6) I would not elevate either Cyrus or Thicke to be in the same sentence as the entertainers, of any ethnicity, whose fame, not talent, they would like to copy. Don't give them another mention. They are strippers trying to elevate their theft to an art form.

The Sanity Inspector said...

If a non-American, non-untalented white singer uses plump black women as a backdrop for her performance, is that also wrong? (After the advertisement FF to 1:10)

chauncey devega said...

Why is that? Do share and explain.

j.ottopohl said...

I don't assign him because I don't teach the African history courses. I don't know why the Ghanaian professors assign him so frequently. But, it is a name that pops up as assigned reading here not only in history, but anthropology and other classes.

chauncey devega said...

I misread you as saying his work was no longer considered as influential. Got you.

Miles_Ellison said...

This is a lot of intellectual ammunition wasted on a stationery target in a barrel. Miley Cyrus is a talentless whore. You can take the girl out of the trailer park, but you can't take the trailer park out of the girl.

DanF said...

The Eurythmics (a UK band) were appropriating something else from having a nearly all black band serve as their back-drop. "Would I Lie to You" is a song very much in the R&B tradition of a strong female vocalist with an up-tempo blues progression, and it is being visually asserted that they can legitimately play this music 'cause look. Black people. We don't know if it was the director's decision, the bands or the studio though, but video was king in the 80's so I guarantee you that the juxtaposition was intentional.

chauncey devega said...

There is a good amount that has been written about the idea of "blue eyed soul". Interestingly, lots of it focuses on those types of signalling by British rnb groups about authenticity and race.

Learning is Eternal... said...

CDV, they making a comeback. By comeback I mean they stealing "The Soul" again like that cat in that Stephen King film. Now I know how my grandparents & the 5 Heartbeats felt when over-rated karaoke singers like Elvis go #1.

This was the whitest MTV vma's that I've seen in a while. Mixed emotions *sarcasm* b/c I don't know none of these jokers accepting tin when WE set the tone in all arenas artistically, especially music/I'm glad WE not cooning over their @the white station. Oh wait, BET is false advertis-ment b/c it's owned by the same white guy (MTV, Viacom).

Justin has ripped off Luther with his latest single. Thick DID rip off Marvin Gaye with blurred lines.

I just hope somewhere there's not a caucanderthal studying/copying YOU w/a We Are Half-Decent White Folks site.

*Hopes audience laugh but doesn't find that shit in no way funny*.

They mocking us CDV & some of our people defend this BS. Its more than offensive.
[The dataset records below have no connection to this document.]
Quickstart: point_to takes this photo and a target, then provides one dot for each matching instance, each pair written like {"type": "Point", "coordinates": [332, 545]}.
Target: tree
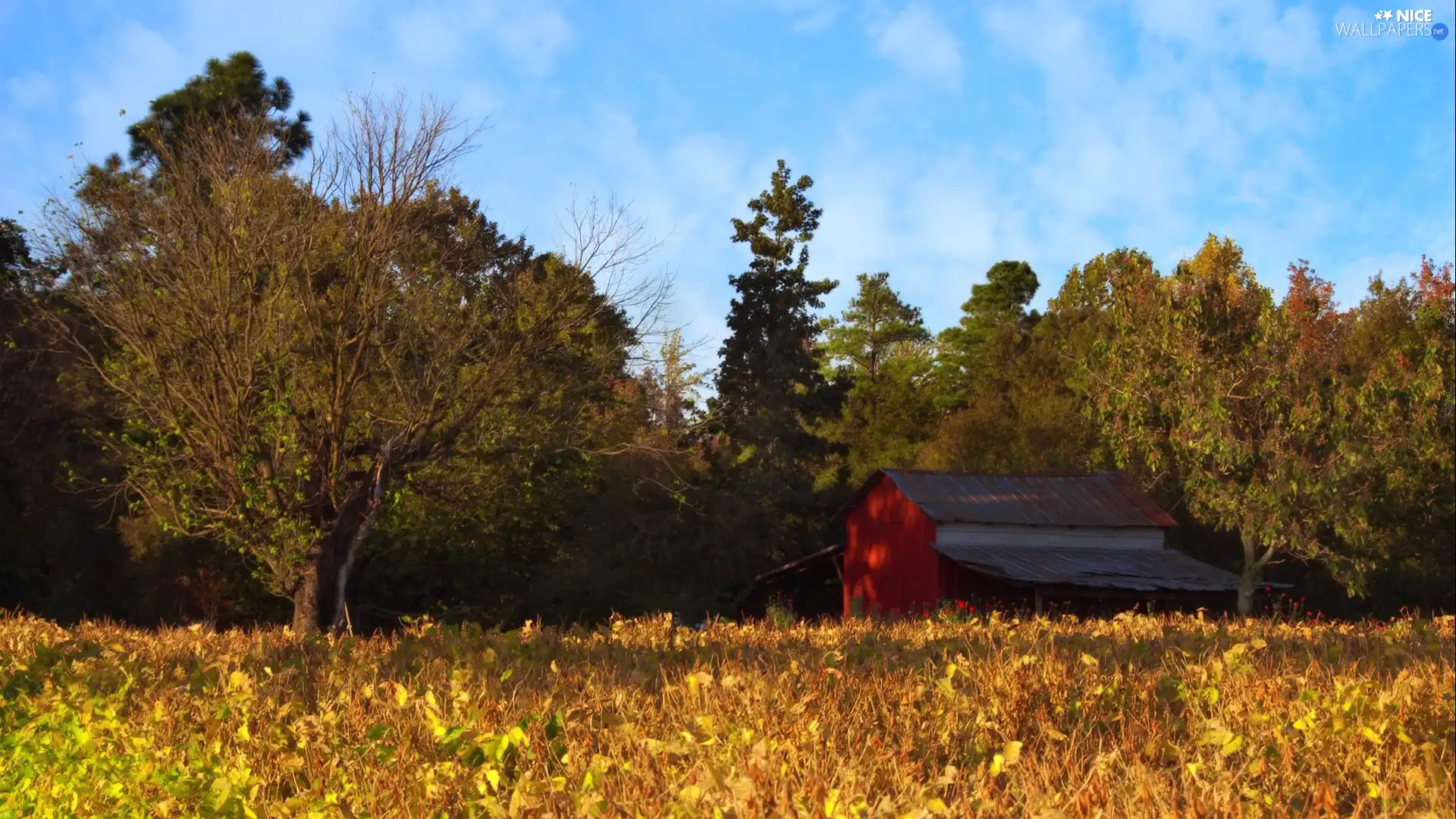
{"type": "Point", "coordinates": [290, 352]}
{"type": "Point", "coordinates": [228, 91]}
{"type": "Point", "coordinates": [1204, 381]}
{"type": "Point", "coordinates": [880, 346]}
{"type": "Point", "coordinates": [672, 394]}
{"type": "Point", "coordinates": [769, 385]}
{"type": "Point", "coordinates": [1397, 417]}
{"type": "Point", "coordinates": [999, 300]}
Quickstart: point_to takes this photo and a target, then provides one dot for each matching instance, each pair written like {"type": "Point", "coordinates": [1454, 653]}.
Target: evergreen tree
{"type": "Point", "coordinates": [999, 302]}
{"type": "Point", "coordinates": [769, 384]}
{"type": "Point", "coordinates": [881, 347]}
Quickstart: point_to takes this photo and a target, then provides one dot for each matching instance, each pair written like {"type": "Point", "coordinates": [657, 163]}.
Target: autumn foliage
{"type": "Point", "coordinates": [990, 716]}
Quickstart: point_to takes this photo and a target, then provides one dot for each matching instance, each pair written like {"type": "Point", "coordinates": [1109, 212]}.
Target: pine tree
{"type": "Point", "coordinates": [995, 305]}
{"type": "Point", "coordinates": [237, 86]}
{"type": "Point", "coordinates": [769, 384]}
{"type": "Point", "coordinates": [881, 347]}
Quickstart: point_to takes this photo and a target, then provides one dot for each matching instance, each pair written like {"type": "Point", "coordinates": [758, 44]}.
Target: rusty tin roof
{"type": "Point", "coordinates": [1139, 570]}
{"type": "Point", "coordinates": [1090, 499]}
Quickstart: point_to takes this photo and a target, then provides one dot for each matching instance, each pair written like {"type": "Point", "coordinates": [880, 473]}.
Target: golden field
{"type": "Point", "coordinates": [1136, 716]}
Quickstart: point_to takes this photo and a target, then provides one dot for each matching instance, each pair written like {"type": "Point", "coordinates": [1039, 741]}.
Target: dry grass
{"type": "Point", "coordinates": [1130, 717]}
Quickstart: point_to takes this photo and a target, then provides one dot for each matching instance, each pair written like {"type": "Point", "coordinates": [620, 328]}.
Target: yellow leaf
{"type": "Point", "coordinates": [830, 803]}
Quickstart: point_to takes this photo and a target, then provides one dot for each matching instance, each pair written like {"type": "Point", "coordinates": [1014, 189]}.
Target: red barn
{"type": "Point", "coordinates": [913, 539]}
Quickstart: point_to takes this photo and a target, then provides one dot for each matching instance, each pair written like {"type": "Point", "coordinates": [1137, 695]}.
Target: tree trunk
{"type": "Point", "coordinates": [1253, 567]}
{"type": "Point", "coordinates": [306, 599]}
{"type": "Point", "coordinates": [318, 601]}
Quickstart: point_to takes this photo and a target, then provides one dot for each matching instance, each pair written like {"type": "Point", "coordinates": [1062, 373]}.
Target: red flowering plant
{"type": "Point", "coordinates": [956, 611]}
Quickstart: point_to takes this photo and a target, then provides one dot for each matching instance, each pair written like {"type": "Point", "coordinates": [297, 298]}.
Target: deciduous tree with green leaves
{"type": "Point", "coordinates": [1206, 381]}
{"type": "Point", "coordinates": [287, 352]}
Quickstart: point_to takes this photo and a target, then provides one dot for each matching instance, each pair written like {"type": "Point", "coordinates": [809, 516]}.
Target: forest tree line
{"type": "Point", "coordinates": [254, 372]}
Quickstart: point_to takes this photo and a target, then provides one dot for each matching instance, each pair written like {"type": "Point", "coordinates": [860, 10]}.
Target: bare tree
{"type": "Point", "coordinates": [287, 349]}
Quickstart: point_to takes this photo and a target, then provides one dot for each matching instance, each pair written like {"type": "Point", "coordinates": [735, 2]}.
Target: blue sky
{"type": "Point", "coordinates": [941, 136]}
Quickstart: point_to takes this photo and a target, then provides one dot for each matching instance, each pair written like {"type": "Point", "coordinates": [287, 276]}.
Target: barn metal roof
{"type": "Point", "coordinates": [1138, 570]}
{"type": "Point", "coordinates": [1095, 499]}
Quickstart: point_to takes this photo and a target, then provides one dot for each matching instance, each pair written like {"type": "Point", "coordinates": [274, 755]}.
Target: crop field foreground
{"type": "Point", "coordinates": [1136, 716]}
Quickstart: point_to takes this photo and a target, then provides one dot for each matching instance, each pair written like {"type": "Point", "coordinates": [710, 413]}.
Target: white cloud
{"type": "Point", "coordinates": [530, 37]}
{"type": "Point", "coordinates": [808, 15]}
{"type": "Point", "coordinates": [921, 44]}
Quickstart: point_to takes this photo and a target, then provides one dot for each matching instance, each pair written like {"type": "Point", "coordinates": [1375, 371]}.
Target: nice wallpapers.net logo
{"type": "Point", "coordinates": [1401, 22]}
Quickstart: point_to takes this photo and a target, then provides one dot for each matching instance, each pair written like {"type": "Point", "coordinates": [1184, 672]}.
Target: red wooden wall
{"type": "Point", "coordinates": [889, 561]}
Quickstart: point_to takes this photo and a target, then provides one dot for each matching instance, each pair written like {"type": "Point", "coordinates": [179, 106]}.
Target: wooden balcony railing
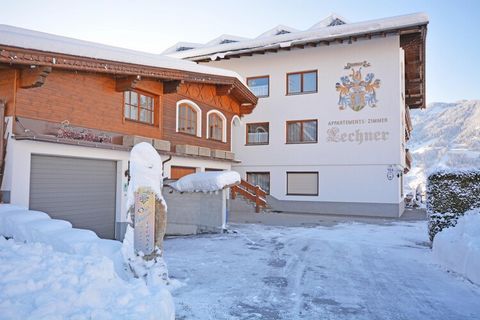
{"type": "Point", "coordinates": [408, 161]}
{"type": "Point", "coordinates": [252, 193]}
{"type": "Point", "coordinates": [3, 143]}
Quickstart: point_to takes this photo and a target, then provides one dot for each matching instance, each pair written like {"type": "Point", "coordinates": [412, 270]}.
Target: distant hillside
{"type": "Point", "coordinates": [445, 135]}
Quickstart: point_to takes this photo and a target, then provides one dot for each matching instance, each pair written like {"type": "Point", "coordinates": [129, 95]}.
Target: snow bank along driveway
{"type": "Point", "coordinates": [351, 271]}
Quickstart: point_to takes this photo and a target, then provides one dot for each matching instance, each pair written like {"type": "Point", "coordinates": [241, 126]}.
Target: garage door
{"type": "Point", "coordinates": [79, 190]}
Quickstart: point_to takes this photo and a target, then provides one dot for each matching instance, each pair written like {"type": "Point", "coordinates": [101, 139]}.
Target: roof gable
{"type": "Point", "coordinates": [224, 39]}
{"type": "Point", "coordinates": [276, 31]}
{"type": "Point", "coordinates": [330, 21]}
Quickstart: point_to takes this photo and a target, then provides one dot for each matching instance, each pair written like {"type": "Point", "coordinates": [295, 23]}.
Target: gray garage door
{"type": "Point", "coordinates": [81, 191]}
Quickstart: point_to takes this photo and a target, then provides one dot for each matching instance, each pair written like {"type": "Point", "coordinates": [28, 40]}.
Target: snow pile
{"type": "Point", "coordinates": [145, 171]}
{"type": "Point", "coordinates": [445, 135]}
{"type": "Point", "coordinates": [458, 248]}
{"type": "Point", "coordinates": [35, 226]}
{"type": "Point", "coordinates": [206, 181]}
{"type": "Point", "coordinates": [38, 282]}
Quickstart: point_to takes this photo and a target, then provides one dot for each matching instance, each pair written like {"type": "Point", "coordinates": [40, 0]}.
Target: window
{"type": "Point", "coordinates": [257, 133]}
{"type": "Point", "coordinates": [187, 119]}
{"type": "Point", "coordinates": [260, 86]}
{"type": "Point", "coordinates": [139, 107]}
{"type": "Point", "coordinates": [216, 126]}
{"type": "Point", "coordinates": [302, 131]}
{"type": "Point", "coordinates": [261, 179]}
{"type": "Point", "coordinates": [302, 82]}
{"type": "Point", "coordinates": [302, 183]}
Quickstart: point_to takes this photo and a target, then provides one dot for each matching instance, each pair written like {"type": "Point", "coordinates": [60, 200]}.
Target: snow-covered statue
{"type": "Point", "coordinates": [147, 209]}
{"type": "Point", "coordinates": [147, 214]}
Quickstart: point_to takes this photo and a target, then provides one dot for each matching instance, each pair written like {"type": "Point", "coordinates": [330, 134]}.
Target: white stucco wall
{"type": "Point", "coordinates": [18, 162]}
{"type": "Point", "coordinates": [348, 171]}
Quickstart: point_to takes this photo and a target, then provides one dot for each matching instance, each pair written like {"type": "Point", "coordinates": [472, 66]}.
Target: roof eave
{"type": "Point", "coordinates": [28, 57]}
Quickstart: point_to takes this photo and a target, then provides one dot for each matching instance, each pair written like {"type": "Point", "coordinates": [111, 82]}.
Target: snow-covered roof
{"type": "Point", "coordinates": [182, 46]}
{"type": "Point", "coordinates": [278, 30]}
{"type": "Point", "coordinates": [35, 40]}
{"type": "Point", "coordinates": [330, 21]}
{"type": "Point", "coordinates": [225, 38]}
{"type": "Point", "coordinates": [330, 28]}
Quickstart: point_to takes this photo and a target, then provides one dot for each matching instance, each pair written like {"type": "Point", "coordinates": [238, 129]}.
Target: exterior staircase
{"type": "Point", "coordinates": [254, 194]}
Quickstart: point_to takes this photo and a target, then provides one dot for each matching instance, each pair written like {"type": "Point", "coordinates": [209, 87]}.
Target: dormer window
{"type": "Point", "coordinates": [336, 22]}
{"type": "Point", "coordinates": [227, 41]}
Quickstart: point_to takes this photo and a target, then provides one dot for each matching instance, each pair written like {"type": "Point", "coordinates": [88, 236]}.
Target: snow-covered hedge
{"type": "Point", "coordinates": [206, 181]}
{"type": "Point", "coordinates": [450, 193]}
{"type": "Point", "coordinates": [458, 249]}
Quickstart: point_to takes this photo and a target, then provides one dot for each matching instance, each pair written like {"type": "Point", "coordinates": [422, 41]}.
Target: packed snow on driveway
{"type": "Point", "coordinates": [350, 271]}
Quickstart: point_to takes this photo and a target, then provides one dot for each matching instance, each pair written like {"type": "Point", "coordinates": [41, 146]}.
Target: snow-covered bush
{"type": "Point", "coordinates": [458, 249]}
{"type": "Point", "coordinates": [450, 193]}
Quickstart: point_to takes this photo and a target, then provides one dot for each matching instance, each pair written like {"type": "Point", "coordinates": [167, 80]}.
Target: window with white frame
{"type": "Point", "coordinates": [257, 133]}
{"type": "Point", "coordinates": [139, 107]}
{"type": "Point", "coordinates": [189, 118]}
{"type": "Point", "coordinates": [216, 126]}
{"type": "Point", "coordinates": [261, 179]}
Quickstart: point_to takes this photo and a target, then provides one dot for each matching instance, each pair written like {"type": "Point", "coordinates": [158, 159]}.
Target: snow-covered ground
{"type": "Point", "coordinates": [38, 282]}
{"type": "Point", "coordinates": [445, 135]}
{"type": "Point", "coordinates": [350, 271]}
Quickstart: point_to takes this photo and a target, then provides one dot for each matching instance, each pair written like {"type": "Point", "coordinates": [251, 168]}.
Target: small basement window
{"type": "Point", "coordinates": [260, 86]}
{"type": "Point", "coordinates": [139, 107]}
{"type": "Point", "coordinates": [257, 133]}
{"type": "Point", "coordinates": [302, 183]}
{"type": "Point", "coordinates": [302, 131]}
{"type": "Point", "coordinates": [261, 179]}
{"type": "Point", "coordinates": [302, 82]}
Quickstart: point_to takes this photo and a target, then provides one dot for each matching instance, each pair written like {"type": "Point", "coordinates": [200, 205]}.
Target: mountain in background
{"type": "Point", "coordinates": [445, 135]}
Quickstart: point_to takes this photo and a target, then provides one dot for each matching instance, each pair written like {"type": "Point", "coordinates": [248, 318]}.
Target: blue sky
{"type": "Point", "coordinates": [453, 40]}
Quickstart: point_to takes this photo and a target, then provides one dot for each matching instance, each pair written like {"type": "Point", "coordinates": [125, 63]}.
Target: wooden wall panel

Stay 'way from our culture, vulture.

The Sanity Inspector said...

Many of the British truly resonated to soul music, much as they had to rock music in earlier generations, finding that it spoke directly to their feelings.

Drub said...

"If white folks want to twerk at will they can have it wholesale. Who cares?"
My sentiments, exactly. Most Blacks don't give a dern about the ignorances of twerking, grills, and old cars with big, shiny wheels. In my book, you cannot appropriate ignorance. It's an oxymoron.